Lemon Thyme Chicken with Sauteed Vegetables
Makes: 4 servings
Prep time: 5 minutes
Cook time: 15 minutes
- 4 tablespoons lemon juice
- 1 tablespoon chopped garlic, divided
- 1 tablespoon chopped fresh thyme, divided
- Freshly ground black pepper
- 1 pound chicken breast tenders, lightly pounded
- 4 teaspoons canola oil
- 1 medium shallot, sliced
- 1 1/2 cups frozen shelled edamame, thawed
- 1 1/2 cups grape tomatoes, halved
- 2 medium zucchini
- 1/3 cup crumbled feta
- In a zip-lock bag, combine 3 tablespoons lemon juice, 2 teaspoons garlic, and 2 teaspoons thyme; season to taste with salt and black pepper. Add chicken tenders, seal the bag, and gently turn to coat. Set aside.

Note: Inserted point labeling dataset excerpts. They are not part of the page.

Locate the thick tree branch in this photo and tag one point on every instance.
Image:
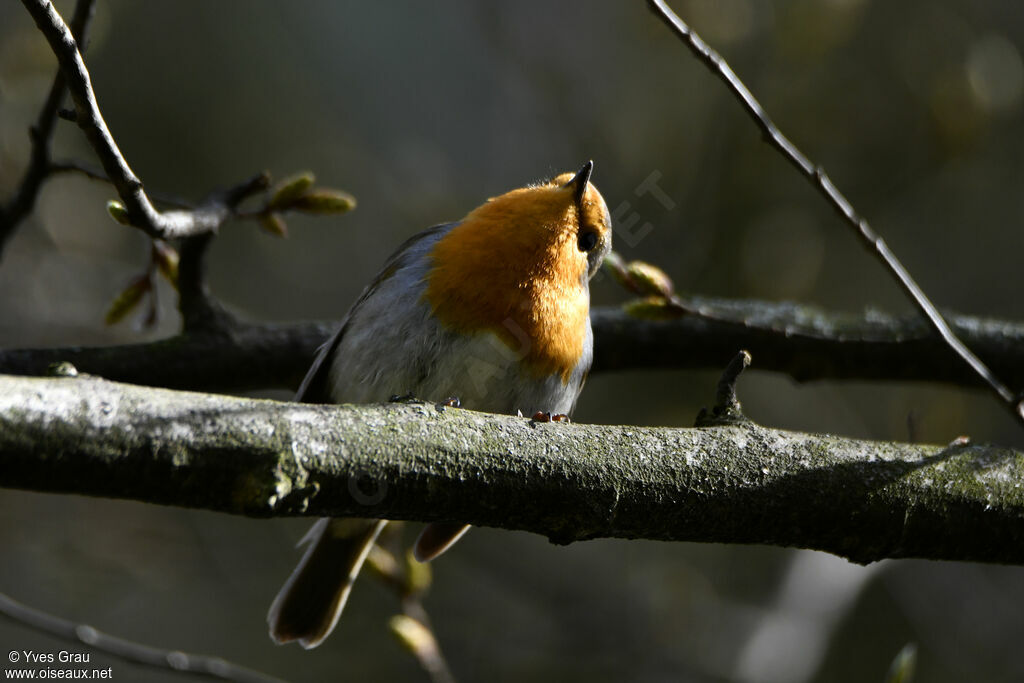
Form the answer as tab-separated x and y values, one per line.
865	501
804	342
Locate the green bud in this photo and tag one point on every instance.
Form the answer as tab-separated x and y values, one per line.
126	301
118	212
418	575
648	280
61	369
167	260
903	666
322	201
415	637
291	188
651	308
274	224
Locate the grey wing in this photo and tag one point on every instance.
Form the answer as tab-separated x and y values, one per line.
314	385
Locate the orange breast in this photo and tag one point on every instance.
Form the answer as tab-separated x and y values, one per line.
512	267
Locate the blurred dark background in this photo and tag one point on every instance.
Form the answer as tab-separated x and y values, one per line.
422	111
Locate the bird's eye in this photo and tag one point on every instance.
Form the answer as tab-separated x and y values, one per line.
587	240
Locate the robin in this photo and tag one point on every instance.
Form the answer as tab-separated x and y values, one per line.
495	309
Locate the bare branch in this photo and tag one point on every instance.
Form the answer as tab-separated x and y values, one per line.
128	650
172	224
816	176
42	133
861	500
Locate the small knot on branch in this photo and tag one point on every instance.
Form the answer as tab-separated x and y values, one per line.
727	410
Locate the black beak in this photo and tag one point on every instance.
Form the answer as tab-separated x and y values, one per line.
581	180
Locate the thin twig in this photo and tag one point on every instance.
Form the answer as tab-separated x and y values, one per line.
804	342
42	133
130	651
59	167
816	175
141	213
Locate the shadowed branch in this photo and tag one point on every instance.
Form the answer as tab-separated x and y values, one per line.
817	177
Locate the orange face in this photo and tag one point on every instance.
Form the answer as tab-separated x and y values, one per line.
519	265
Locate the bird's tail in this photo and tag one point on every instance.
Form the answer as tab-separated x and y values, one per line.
308	605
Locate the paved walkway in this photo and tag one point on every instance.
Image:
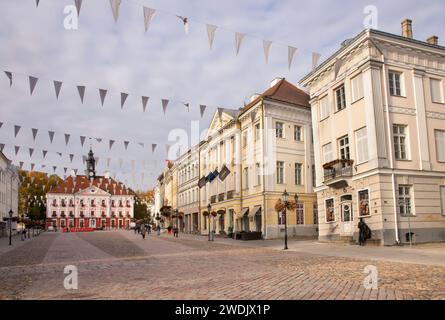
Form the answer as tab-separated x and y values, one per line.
121	265
427	254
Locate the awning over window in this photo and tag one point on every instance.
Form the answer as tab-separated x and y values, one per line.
242	213
255	210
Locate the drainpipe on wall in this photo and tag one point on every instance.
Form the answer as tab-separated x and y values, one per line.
264	177
391	160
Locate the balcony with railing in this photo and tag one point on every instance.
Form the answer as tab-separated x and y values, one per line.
337	173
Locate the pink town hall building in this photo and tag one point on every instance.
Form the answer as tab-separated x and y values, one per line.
97	202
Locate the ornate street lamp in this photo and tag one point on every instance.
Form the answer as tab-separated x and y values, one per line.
285	198
10	227
209	209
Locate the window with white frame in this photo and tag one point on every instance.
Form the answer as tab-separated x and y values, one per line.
363	203
330	215
357	88
298	133
436	90
439	136
328	153
280	172
298	174
246	177
258	174
300	213
279	130
361	141
400	141
257	132
324	108
395	83
343	145
315	212
442	199
405	201
340	98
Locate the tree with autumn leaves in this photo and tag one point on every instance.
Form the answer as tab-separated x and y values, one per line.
32	194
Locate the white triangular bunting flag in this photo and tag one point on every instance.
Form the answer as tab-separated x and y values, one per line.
102	93
57	87
67	138
185	21
78	4
9	75
238	40
124	97
211	29
34	133
202	108
16	130
115	8
51	136
315	60
266	46
164	105
148	15
290	55
32	83
81	90
82	140
144	102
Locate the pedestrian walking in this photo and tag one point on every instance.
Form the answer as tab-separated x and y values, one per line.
143	230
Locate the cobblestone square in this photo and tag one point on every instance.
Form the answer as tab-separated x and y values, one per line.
121	265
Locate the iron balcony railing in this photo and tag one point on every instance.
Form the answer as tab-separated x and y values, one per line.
340	168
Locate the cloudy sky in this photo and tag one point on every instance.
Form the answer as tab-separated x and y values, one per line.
162	63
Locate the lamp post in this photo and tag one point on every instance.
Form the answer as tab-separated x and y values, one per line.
209	208
177	223
285	198
10	227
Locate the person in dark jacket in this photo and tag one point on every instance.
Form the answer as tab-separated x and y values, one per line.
364	232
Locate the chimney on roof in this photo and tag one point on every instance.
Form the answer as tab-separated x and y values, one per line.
275	81
407	28
253	97
434	40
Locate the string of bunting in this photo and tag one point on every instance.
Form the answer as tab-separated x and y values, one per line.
149	13
81	89
67	138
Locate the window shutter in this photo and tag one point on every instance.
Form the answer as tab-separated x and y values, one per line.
440	145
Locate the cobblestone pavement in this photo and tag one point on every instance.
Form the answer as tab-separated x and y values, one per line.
120	265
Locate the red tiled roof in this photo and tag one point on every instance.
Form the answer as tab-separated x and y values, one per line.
81	182
282	91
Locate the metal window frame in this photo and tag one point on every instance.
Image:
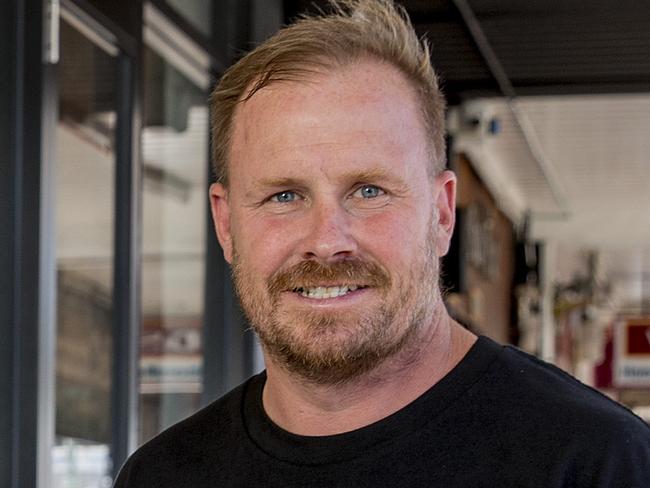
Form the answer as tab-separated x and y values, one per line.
21	412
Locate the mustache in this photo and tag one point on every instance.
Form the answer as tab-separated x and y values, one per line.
313	273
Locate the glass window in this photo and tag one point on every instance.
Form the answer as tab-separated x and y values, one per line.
85	169
196	12
175	153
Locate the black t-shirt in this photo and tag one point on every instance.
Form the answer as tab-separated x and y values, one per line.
501	418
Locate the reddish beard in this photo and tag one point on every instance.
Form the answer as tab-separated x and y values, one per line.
328	347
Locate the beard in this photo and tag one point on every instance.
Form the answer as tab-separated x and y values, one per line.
336	347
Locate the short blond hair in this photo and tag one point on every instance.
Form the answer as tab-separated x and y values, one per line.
354	30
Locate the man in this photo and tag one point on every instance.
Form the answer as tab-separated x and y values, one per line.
333	209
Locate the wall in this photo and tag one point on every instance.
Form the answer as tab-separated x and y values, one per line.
484	299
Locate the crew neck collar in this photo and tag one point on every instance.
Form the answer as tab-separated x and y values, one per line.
313	450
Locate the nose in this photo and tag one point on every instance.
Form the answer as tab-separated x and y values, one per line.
329	233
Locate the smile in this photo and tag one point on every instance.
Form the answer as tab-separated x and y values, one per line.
322	292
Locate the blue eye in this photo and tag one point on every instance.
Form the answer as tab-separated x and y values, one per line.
370	191
284	197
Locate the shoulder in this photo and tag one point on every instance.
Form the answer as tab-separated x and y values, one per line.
183	447
534	389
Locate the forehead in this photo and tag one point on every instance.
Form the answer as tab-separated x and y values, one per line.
354	114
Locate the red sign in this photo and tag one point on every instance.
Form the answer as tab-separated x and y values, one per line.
638	337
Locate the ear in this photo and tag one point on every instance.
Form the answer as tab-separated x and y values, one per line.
221	218
445	200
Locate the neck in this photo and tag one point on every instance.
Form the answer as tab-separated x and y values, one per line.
306	408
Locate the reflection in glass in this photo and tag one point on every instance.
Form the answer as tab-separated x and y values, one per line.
196	12
175	152
85	168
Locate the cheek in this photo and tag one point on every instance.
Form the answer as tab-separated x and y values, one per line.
394	239
262	245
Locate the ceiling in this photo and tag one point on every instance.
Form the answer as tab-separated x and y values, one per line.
544	47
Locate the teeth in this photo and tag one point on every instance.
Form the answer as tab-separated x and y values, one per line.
321	292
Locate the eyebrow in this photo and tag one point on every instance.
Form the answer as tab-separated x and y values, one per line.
352	176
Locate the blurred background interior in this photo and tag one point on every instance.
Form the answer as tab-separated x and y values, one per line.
117	313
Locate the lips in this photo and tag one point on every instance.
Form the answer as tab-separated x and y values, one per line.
322	292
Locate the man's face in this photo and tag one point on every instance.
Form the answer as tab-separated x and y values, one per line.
332	221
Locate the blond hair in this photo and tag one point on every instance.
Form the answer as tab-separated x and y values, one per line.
356	29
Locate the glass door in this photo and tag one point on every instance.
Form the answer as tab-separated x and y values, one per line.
84	194
175	167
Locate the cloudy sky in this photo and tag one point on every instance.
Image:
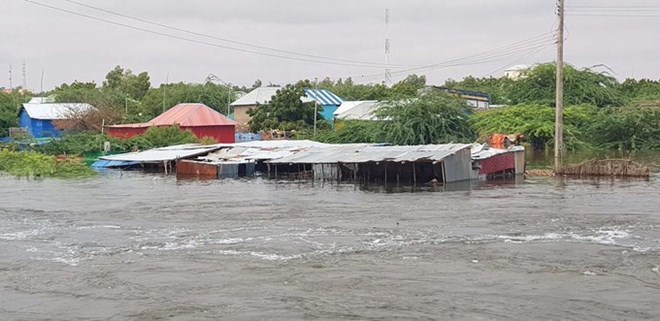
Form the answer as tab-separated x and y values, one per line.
278	42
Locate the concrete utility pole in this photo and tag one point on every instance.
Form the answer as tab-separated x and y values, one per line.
315	106
559	107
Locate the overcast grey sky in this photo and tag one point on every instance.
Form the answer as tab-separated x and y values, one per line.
69	47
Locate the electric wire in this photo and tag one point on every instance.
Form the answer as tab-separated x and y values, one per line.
196	41
230	40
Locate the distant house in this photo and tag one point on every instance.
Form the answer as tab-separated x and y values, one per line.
42	100
328	101
515	72
38	118
200	119
474	99
258	96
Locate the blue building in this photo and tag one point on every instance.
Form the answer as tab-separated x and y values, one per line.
38	118
329	101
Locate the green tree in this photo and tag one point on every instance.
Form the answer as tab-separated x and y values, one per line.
431	118
409	86
286	111
123	80
626	128
537	123
581	86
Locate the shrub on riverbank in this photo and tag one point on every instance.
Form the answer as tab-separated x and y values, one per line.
89	142
34	164
537	123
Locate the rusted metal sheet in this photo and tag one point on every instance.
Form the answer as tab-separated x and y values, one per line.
186	168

- Heat 2 teaspoons canola oil in a large skillet over medium-high heat. Add shallot, remaining garlic, edamame, and tomatoes; saute 4 minutes.
- Use a vegetable peeler to slice zucchini into long ribbons. Add zucchini and remaining lemon juice and thyme to vegetables in skillet; saute 2 to 3 minutes. Transfer to a serving bowl, stir in feta, and season with salt and black pepper to taste.
- Add remaining oil to skillet. Remove chicken from marinade and saute 2 to 3 minutes a side or until cooked through. Serve with vegetables.